Longtemps confiné à la cité romaine, l’exercice scolaire s’est progressivement étendu aux villages de La Botte puis à d’autres territoires. Puissante source d’inspiration, l’Orient aimait alors les artistes. A deux décennies d’intervalle, Achille Joyau et, plus tard, Gaston Redon (frère cadet d’Odilon) choisissent Baalbek pour produire des témoignages inédits du site archéologique qui ne seront fouillés qu’en 1898. Emmanuelle Brugerolles, conservatrice des Beaux-Arts de Paris, où elle dirige la collection du salon, et Corisande Evesque, sa collaboratrice, a effectué les recherches. A partir des esquisses à l’aquarelle et de la correspondance des deux architectes, ils ont reproduit leurs voyages respectifs au pays des cèdres.
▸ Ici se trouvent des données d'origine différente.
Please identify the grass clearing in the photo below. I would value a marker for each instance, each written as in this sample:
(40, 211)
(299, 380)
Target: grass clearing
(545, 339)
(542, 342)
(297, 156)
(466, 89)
Achille Joyau, “La Qalaa de Baalbek, Long Côté Sud” (détail).

© Beaux-Arts de Paris

Chacun en son temps, ils parcourent en caravane ou à cheval des routes difficiles, s’arrêtant à Alexandrie, au Caire, à Jérusalem ou à Damas, avant d’atteindre Baalbek, où « ils racontent avec une scrupuleuse fidélité la beauté de ces ruines entourées de hautes murailles et la nature aride et l’environnement montagneux qui les entoure », explique le conservateur. Du site admiré par Lamartine, Chateaubriand et Flaubert, les deux jeunes architectes tireront, avec une précision archéologique, des dessins colorés qui sont montrés ici pour la première fois au grand public.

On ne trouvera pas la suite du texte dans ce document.